Die Deutsche Bahn verlangt vom Bund mehr Geld für den Ausbau des Schienennetzes. Konzernchef Grube sieht zahlreiche Projekte in Gefahr. Auch die Berliner Region wäre betroffen.

„Wenn wir die Projekte bauen wollen, die wir für wichtig halten, benötigen wir jedes Jahr fünf Milliarden Euro“, sagte Bahn-Chef Rüdiger Grube dieser Zeitung am Donnerstag in Potsdam. Bislang stünden aber insgesamt nur 4,4 Milliarden Euro zur Verfügung. Das Unternehmen hält eine Reihe von Projekten für gefährdet, wenn es nicht deutlich mehr Geld für die Infrastruktur gibt. Bundesweit 47 Vorhaben seien bis 2025 nicht zu finanzieren, geht aus einer Liste hervor, die dem Tagesspiegel vorliegt.

Grube verwies auf das prognostizierte Wachstum der Schiene – in den nächsten 15 Jahren werde der Personenverkehr in Deutschland um 19 Prozent und der Güterverkehr sogar um 25 Prozent zunehmen. Zugleich habe der Bund mit der EU und mit Nachbarländern zahlreiche Bauprojekte vereinbart, für die es noch keine Finanzierung gebe – diese kosteten einen zweistelligen Milliardenbetrag. Er habe „große Sorge“, dass dies den Spielraum für Maßnahmen einenge, die angesichts der Verkehrszunahme nötig seien.

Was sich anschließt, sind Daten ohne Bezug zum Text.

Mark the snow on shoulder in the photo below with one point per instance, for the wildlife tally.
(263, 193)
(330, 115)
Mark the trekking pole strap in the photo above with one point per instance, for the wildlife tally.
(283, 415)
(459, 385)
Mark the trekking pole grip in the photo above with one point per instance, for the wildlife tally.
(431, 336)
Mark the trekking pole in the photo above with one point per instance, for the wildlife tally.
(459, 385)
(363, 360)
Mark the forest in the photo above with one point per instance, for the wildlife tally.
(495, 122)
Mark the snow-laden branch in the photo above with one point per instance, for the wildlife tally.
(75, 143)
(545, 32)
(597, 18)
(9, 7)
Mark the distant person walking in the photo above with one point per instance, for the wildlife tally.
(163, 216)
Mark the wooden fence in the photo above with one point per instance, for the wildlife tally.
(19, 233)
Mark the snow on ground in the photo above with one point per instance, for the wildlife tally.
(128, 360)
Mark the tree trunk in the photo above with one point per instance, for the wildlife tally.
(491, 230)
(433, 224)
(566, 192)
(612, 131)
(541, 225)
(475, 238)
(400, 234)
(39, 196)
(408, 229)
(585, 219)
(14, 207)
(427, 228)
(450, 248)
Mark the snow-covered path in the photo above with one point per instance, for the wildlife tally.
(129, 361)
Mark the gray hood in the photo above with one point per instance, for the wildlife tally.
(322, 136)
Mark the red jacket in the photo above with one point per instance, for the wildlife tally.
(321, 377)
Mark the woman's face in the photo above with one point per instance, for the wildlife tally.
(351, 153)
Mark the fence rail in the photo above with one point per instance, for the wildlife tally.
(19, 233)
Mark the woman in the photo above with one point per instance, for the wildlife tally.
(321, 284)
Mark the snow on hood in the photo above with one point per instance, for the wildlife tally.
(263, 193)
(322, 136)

Der Manager des Staatskonzerns verwies auf darauf, dass die Bahn das mit Abstand effizienteste und umweltfreundlichste Verkehrsmittel sei. Außerdem sichere jede Milliarde, die in den Bau und Erhalt der Infrastruktur fließe, pro Jahr 25 000 Arbeitsplätze. Verkehrsminister Peter Ramsauer (CSU) hatte kürzlich im Tagesspiegel-Interview gesagt, er benötige eigentlich anderthalb Milliarden Euro mehr pro Jahr, um das erwartete Verkehrswachstum bewältigen zu können.

Bei sieben Vorhaben ist laut der Bahn-Liste nur die Planung finanziert, bei weiteren 47 Projekten „des vordringlichen Bedarfs“ im Bundesgebiet, die bis 2015 fertig sein sollen, sei die Finanzierung völlig unklar. Dazu gehören Maßnahmen in der Hauptstadtregion – die Dresdner Bahn für die Anbindung des Flughafens BBI und der weitere Ausbau der Strecken nach Dresden und Görlitz.

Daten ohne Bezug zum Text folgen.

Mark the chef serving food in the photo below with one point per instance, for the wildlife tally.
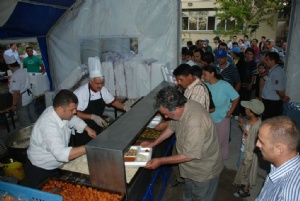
(50, 137)
(92, 99)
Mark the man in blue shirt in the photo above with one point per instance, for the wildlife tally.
(273, 92)
(278, 139)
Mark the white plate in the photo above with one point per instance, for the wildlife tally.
(143, 155)
(155, 121)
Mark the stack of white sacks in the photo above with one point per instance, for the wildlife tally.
(133, 77)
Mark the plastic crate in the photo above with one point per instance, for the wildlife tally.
(28, 193)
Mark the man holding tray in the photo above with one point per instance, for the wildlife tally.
(197, 145)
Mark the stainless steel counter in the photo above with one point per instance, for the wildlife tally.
(105, 153)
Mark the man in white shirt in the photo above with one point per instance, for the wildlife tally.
(92, 99)
(13, 50)
(23, 100)
(50, 137)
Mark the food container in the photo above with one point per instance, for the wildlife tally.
(137, 156)
(14, 168)
(155, 121)
(18, 142)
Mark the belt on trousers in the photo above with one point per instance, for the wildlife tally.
(28, 92)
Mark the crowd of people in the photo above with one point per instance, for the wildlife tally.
(241, 80)
(214, 84)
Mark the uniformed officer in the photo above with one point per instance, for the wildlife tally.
(92, 99)
(273, 92)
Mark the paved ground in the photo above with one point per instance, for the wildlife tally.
(225, 188)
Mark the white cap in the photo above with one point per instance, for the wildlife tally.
(95, 69)
(9, 59)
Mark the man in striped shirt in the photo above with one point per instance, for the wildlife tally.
(278, 139)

Die Opposition sprach von einer „Streichliste“. Allein für im Bau befindliche Projekte summiere sich der Finanzbedarf auf neun Milliarden Euro, für geplante kämen weitere 14 Milliarden hinzu, sagte Winfried Hermann (Grüne), der den Verkehrsausschuss leitet. Ramsauer müsse sich nun von Prestigeprojekten wie dem Neubau des Stuttgarter Hauptbahnhofs, der Y-Trasse von Hamburg und Bremen nach Hannover und der ICE-Strecke Nürnberg–Erfurt verabschieden. Der SPD-Verkehrsexperte Uwe Beckmeyer sagte, es sei „brandgefährlich für den Standort“, wenn Investitionen auf die lange Bank geschoben würden. „Die Koalition erweist sich auch hier als Nicht-Regierungsorganisation“, urteilte er.

Bahn-Chef Grube zeigte sich zudem verärgert über die Personalpolitik des Bundes. Die lange Suche nach einem neuen Aufsichtsrats-Chef sei „nicht sehr schön“ verlaufen. Es sei nicht gut, dass die Namen so vieler Kandidaten in der Öffentlichkeit „kaputt diskutiert“ würden. „Das hätte man anders gestalten können.“ Derzeitiger Favorit auf den Posten ist Regierungskreisen zufolge der ehemalige Chemie-Manager Utz-Hellmuth Felcht. Aber auch der Ex-Chef des Handelskonzerns Metro, Hans-Joachim Körber, steht auf der Liste.